Quel est le lien entre certaines “bandes urbaines africaines” qui sévissent à Bruxelles et une histoire coloniale restée opaque? La question est complexe. Que vient faire le passé colonial dans le mal-être de cette jeunesse en perte de repères?
À Bruxelles, de 2002 à 2014, pas moins de 35 meurtres par coups de couteau ont été perpétrés entre jeunes de “bandes urbaines africaines” rivales. Qui sont ces ados? Pour la plupart, ce sont des enfants de parents congolais. Pour la plupart, ils sont nés en Belgique et ne connaissent de leurs racines que peu d’éléments, confus, partiels, mythifiés.
Si la délinquance traverse toutes les couches de la société, en quoi la violence de ces groupes de jeunes se distingue-elle? D’après Mireille-Tsheusi Robert, administratrice déléguée de l’Observatoire Ba YaYa (asbl d’encadrement pour jeunes), “cette violence s’exerce “entre-soi”. C’est le symptôme d’un mal être profond lié à une histoire coloniale passée sous silence.
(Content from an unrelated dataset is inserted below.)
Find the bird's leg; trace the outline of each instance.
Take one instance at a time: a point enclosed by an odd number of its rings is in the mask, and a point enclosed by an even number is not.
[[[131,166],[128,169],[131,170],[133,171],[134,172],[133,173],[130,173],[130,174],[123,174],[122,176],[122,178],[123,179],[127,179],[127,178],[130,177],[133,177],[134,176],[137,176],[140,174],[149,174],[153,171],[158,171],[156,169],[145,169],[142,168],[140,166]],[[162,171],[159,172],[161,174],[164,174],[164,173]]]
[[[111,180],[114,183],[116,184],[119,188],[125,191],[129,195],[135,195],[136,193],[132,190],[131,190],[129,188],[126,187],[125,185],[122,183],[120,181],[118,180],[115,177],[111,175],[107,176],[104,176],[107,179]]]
C’est le symptôme d’un mal être profond lié à une histoire coloniale passée sous silence
Les jeunes reproduisent sur leur communauté la violence qui s’exerce sur eux dans la société belge. Propre à la Belgique, cette “auto mutilation communautaire” qui pousse parfois ces jeunes au meurtre – sans qu’il s’agisse d’affaire de drogue ou de règlements de compte liés à de l’argent – ne s’observe pas dans d’autres pays, comme le Canada ou la France où la diaspora congolaise est pourtant plus importante. De cette période coloniale, les parents ne disent mot, pensant n’avoir à transmettre que des récits d’humiliation. Une thématique aussi absente à l’école… Certes, les programmes scolaires proposent d’y aborder l’histoire de l’Afrique. Alors qu’il s’agit d’une histoire belge. Les jeunes ressentent la gêne de ce tabou et sont ainsi amenés à rechercher l’information par leurs propres moyens, notamment sur le net, un terrain non balisé qui exige du discernement.
Sentiment d’infériorité
Comment ces jeunes bruxellois peuvent-ils apprécier avec justesse une situation et des faits qui ne leur sont pas contés? Le silence accentue la gêne. Pour Mireille-Tsheusi Robert et Ngyess Lazalo Ndoma (directeur de Ba YaYa), faute d’une estime de soi possible dans le présent, ces ados puisent dans le passé lointain et y retrouvent des figures prestigieuses (rois, reines, guerriers…) auxquelles ils s’identifient pour rehausser leur image. En général, cette stratégie n’est pas comprise dans les associations de jeunes “classiques” qu’ils tentent de fréquenter. Les animateurs leur rétorquent que c’est du passé, qu’il est plus utile de se préoccuper de leur intégration ici et maintenant. Mais pour les jeunes, la lutte contre la discrimination en vue de leur insertion sociale va de pair avec une démarche de reconnaissance historique. En effet, la discrimination des Noirs de Belgique tire son origine des zoos humains, de la propagande coloniale et de l’image dévalorisée qu’elle a ancrée dans l’imaginaire collectif des Belges et de certains Congolais.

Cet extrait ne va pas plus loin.